He forecast that the Prime Income Fund would still be able to deliver investor returns approaching 4-4.5 per cent for the 2013 full year.
Total assets under administration in the Prime Income Fund currently total $45 million, having increased by $3 million from the $42 million level at end-March 2013.
And, compared to 2012 year-end levels of $35 million, the Prime Income Fund’s assets under administration are up 28.6 per cent or around $10 million to end-September.
“That’s a lot of money going into fixed income without having anything to buy,” Mr Euteneuer reiterated, “and that’s without counting the coupon from the underlying assets.
“What do we do with all the cash in the market when there’s nothing to buy?
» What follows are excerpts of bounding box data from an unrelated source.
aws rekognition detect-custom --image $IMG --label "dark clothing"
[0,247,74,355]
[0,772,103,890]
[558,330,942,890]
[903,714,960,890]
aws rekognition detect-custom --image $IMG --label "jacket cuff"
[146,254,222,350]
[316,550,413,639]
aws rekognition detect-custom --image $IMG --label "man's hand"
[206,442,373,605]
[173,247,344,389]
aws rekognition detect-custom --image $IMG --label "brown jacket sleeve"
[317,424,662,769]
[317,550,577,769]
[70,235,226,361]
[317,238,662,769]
I could think of worse problems.”
Elsewhere, Mr Euteneuer told Tribune Business that the Secured Balanced Fund was “generating a lot of interest and getting regular subscriptions”.
This, he added, had boosted the fund’s assets under management by 45.5 per cent in the first nine months of 2013, compared to year-end 2012 levels, taking the figure from $16.5 million to $24 million.
As for the Targeted Equity Fund, this had “benefited tremendously from the uptick” in the Bahamian equities market. Its assets under management stood at $12 million at end-September 2013, compared to $9.73 million at the 2012 year-end.
“I’m sure we’re not the only ones in the market happy the market has come back to some form of profitability,” Mr Euteneuer said. “I’m sure the other broker/dealers are happy as well.”